Blog Post #106: Forever with my King

Dear Readers,

I am writing to you now tonight from Frankfurt, where I am delighted to have won the Adolf Anderssen Seniors Memorial Chess Tournament with 6.5 points from 7 games. I am also really happy and grateful for having made many new friends here in Germany.
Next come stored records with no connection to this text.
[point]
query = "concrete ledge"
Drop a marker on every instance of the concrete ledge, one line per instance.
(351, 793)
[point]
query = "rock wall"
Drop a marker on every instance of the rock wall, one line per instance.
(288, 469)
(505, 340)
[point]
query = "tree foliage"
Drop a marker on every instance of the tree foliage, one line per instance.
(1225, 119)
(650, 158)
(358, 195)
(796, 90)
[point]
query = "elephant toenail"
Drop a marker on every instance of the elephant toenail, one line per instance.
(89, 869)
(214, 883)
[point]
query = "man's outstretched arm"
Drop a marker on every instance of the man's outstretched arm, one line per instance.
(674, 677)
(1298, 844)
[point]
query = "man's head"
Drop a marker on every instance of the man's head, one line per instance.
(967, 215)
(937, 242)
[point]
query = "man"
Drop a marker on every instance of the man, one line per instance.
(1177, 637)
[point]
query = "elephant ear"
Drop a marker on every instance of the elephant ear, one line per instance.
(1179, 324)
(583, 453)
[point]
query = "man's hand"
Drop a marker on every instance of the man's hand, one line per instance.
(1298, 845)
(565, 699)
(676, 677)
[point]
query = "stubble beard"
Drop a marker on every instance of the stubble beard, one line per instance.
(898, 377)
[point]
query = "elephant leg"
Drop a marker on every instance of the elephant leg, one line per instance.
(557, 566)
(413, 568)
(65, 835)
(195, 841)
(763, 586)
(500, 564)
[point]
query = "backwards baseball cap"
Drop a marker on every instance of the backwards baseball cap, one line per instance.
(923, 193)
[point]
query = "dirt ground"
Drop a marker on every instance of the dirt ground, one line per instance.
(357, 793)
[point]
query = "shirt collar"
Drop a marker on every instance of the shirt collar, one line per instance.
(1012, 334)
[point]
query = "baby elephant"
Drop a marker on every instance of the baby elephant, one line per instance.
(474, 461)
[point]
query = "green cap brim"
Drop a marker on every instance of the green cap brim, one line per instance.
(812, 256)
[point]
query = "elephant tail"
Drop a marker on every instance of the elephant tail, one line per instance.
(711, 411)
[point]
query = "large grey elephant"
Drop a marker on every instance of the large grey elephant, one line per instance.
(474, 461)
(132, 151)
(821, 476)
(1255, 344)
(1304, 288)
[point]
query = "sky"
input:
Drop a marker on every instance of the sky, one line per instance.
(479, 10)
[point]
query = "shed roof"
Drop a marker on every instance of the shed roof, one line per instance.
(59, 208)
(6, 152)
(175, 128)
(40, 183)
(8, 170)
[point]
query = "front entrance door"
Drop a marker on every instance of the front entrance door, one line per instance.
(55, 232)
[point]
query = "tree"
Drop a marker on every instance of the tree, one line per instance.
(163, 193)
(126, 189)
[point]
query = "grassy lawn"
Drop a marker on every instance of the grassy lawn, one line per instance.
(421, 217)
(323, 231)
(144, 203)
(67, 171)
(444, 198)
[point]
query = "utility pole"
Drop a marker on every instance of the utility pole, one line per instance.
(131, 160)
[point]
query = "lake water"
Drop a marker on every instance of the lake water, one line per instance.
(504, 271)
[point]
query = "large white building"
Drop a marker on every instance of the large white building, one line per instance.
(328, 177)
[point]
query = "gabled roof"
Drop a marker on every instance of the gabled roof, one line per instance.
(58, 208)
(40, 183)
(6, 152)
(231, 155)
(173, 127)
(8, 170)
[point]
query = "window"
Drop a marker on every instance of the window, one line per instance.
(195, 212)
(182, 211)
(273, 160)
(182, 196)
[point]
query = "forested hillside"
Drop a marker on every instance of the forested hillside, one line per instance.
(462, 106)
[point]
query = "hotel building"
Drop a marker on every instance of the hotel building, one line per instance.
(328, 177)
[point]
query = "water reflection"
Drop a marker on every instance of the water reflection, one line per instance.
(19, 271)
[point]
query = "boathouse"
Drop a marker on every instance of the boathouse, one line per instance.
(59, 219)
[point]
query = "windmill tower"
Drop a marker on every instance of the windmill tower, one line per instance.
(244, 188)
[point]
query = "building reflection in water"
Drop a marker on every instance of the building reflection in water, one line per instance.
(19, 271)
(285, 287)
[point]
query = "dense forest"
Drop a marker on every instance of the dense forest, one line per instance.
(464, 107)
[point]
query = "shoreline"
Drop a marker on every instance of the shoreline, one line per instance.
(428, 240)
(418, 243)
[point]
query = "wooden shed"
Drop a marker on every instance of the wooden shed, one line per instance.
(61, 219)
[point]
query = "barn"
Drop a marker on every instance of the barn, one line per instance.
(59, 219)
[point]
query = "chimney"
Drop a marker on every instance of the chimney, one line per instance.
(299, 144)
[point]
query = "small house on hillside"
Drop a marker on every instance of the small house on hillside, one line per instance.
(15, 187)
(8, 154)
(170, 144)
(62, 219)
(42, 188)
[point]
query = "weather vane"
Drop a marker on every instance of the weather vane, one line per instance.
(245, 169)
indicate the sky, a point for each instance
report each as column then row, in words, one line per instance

1st Prize on 6.5/7 at the 2021 Adolf Anderssen Seniors Memorial Chess Tournament in Frankfurt, Germany.
1st Prize Trophy
Pictured with International Master Klaus Klundt, a truly remarkable gentleman who, now aged 80, is still playing fabulous, creative chess filled with energy and passion for the ‘Royal Game’. Klaus won the 2nd Prize on 6/7 with 5 wins and 2 draws (one against me, and the other against Frank Rosenberger who won the 3rd Prize with a score of 5 points).
Pictured with Frank Rosenberger, the winner of the 3rd Prize.
Pictured with Herbert Huber, who won a prize for performing extremely well, far above the level of his current published rating.
Not only was Adolf Anderssen (1818-1879) a great Professor of German and of Mathematics, but also he was generally regarded as being the world’s leading chess player for a large part of the period from 1851-1866. His stunningly beautiful win with the King’s Gambit against Lionel Kieseritzky in London on 21 June 1851 was so unforgettably impressive to all who saw it that it quickly became known as the ‘Immortal Game’.
Pictured with the very kind and friendly tournament organiser, Mr. Edgar Winand. Edgar’s faith is more powerful than any chess move, and one of our common favourite verses from The Bible is: ‘For God so loved the world that He gave His one and only Son, that whoever believes in Him shall not perish but have eternal life.’
A lovely chess gift from Edgar Winand. I think that Edgar will like the following anagram that I found today: MY RISEN CHANGES = CHESS IN GERMANY !
Another beautiful chess gift from Edgar Winand
This family image was to be seen in various forms around the tournament venue. I like it very much, and I have always liked the motto of F.I.D.E. (FΓ©dΓ©ration Internationale des Γ‰checs), the World Chess Federation: ‘Gens Una Sumus’, Latin for ‘We Are One Family’.
There were lots of terrific chess battles in the tournament. I have composed a fun puzzle tonight, based closely on the game between Manfred Harringer and Theodor Mehlen, which was the very last game to finish. In my puzzle here, it’s White to play and win. Happy solving!
Chess helps people to think very well and logically too.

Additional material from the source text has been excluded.